Да и насчет девочек, кстати, я был неплох, к тому же не бедствовал, поскольку мать, благословив меня на бегство к классовому противнику, дала мне с собой адресок в Западной Германии: «Думаю, отец это твой. Мне кузеном доводится. Обрюхатил меня перед самым призывом в армию. По крайней мере, он так считает. Черкни ему про свое житье, когда там окажешься…»

Сравнения хромают. Но что касается финансов, то вскоре дела мои пошли так же, как у Давида Франкфуртера в Берне, которому отец ежемесячно посылал издалека кругленькие суммы на счет в швейцарском банке. Кузена матери, да будет земля ему пухом, звали Харри Либенау; он был сыном хозяина столярной мастерской, существовавшей некогда на все той же Эльзенштрассе; с конца пятидесятых годов Харри Либенау проживал среди лесов Шварцвальда, в Баден-Бадене, где в качестве редактора отдела культуры Юго-западного радио он выпускал ночную программу «Лирика за полночь», которую слушали, пожалуй, только сосны дремучего Шварцвальда.
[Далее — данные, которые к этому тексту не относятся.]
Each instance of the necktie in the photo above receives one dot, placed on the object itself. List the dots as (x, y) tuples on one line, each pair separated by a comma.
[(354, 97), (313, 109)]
Мне не хотелось слишком обременять тетю Йенни, которая подкидывала мне деньжат, поэтому я сочинил любезное письмо, в конце которого сразу за финальной фразой «Твой неизвестный Тебе сын» отчетливо указал номер собственного банковского счета. Судя по всему, Харри Либенау был счастлив в браке, так что ответа я не дождался, зато каждый месяц начал получать переводы с суммой, которая была значительно выше минимальной ставки алиментов, целых две сотни марок, по тем временам солидные деньги. Тетя Йенни об этом не знала, но с Харри, кузеном матери, была знакома, хотя и не слишком близко, о чем она, слегка покраснев своим кукольным личиком, не столько поведала, сколько как бы призналась.